The great difficulty of being an untrained weapons Artisan whose Art manifested purely, and entirely without her volition, as flame was that errors were horrific to contemplate.

This was the salient point that earned Oliver his ticket past the barricade of class. Certainly, both Genevieve’s parents raised curious brows when Alex marched a tattooed labourer through the front door the afternoon following his disgrace – terrified of missing the appointment at St James’s Park, Genevieve had deployed the merciless Lulu to roust her ailing and not nearly apologetic enough brother from his bed and out the door – but neither openly disputed their nephew’s unexpected guest. All that affable brass had its uses.

Indeed, Genevieve suspected her father was quietly thrilled to be seen to be so open-minded, harking back to his own youth spent on the periphery of radicals and bohemians. She was also beginning to suspect, with a cynicism she did not like to turn against her beloved sire, that Father had not spent all that long there – and that his dabbling had ended the moment he’d seen the open path to making his fortune in trade and investment.
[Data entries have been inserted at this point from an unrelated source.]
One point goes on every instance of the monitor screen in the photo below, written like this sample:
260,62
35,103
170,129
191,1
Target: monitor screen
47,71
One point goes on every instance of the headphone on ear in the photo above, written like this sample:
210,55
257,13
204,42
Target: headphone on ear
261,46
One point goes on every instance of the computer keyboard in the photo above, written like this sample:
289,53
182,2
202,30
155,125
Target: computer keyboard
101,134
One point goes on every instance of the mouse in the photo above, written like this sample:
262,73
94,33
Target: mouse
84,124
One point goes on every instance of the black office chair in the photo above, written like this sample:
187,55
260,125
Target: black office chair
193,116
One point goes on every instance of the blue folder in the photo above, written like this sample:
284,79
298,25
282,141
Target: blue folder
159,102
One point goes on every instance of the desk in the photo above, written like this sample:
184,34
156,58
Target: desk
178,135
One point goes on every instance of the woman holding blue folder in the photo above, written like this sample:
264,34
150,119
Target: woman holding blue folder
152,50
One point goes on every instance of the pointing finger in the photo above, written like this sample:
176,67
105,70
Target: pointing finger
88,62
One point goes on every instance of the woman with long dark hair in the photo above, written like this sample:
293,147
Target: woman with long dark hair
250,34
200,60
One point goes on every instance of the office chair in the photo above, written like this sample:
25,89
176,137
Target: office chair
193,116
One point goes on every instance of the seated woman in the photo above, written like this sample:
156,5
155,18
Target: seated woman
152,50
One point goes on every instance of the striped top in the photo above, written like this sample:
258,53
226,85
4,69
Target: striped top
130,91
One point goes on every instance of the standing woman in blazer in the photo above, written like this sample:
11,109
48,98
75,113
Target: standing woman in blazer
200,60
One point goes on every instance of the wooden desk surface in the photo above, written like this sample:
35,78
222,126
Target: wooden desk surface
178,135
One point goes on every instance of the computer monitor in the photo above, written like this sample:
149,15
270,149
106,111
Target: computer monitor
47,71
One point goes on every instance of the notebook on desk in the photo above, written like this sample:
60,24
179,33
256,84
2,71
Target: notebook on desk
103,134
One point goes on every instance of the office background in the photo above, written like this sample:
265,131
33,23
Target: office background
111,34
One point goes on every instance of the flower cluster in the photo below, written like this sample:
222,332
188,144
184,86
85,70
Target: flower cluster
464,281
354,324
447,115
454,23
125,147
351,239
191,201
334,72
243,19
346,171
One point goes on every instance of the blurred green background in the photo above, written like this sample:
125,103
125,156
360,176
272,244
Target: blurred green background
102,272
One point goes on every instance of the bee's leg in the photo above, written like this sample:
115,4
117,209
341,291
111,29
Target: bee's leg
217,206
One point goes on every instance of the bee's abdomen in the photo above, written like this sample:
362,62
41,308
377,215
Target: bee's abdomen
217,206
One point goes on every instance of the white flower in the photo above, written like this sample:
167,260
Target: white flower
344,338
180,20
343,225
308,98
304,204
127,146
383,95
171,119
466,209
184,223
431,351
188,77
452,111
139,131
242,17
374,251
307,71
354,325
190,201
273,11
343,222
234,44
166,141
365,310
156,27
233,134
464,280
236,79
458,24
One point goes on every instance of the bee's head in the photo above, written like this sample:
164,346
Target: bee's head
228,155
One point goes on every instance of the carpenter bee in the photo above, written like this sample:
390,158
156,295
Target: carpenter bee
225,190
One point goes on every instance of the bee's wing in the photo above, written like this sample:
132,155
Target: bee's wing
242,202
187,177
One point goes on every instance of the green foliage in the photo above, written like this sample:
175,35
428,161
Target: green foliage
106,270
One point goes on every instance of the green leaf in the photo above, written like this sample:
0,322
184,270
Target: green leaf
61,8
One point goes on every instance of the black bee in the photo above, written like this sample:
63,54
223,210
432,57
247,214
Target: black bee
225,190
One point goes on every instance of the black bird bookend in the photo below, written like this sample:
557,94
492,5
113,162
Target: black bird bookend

Still, he’d been among the fringes wholeheartedly enough to meet and subsequently marry an up-and-coming woman artist despite the opposition of his strictly conventional middle-class parents. And Antoinette, at least, shook Oliver’s hand with true pleasure and not a hint of disfavour, not even when Lulu and Genevieve joined the young men in the rear parlour to take tea.

Genevieve was, however, shortly summoned away to her father’s study, for a gentle remonstration about the care she must take to maintain a snowy reputation, her greatest treasure, so easily and irreparably lost.

Her cousin – both cousins – could keep company as they wished, or as their guardian allowed, notwithstanding that Sir Kingsford had taken their father’s death as permission to absent himself from London permanently. She could not keep company as she wished, not if she wanted to remain untarnished.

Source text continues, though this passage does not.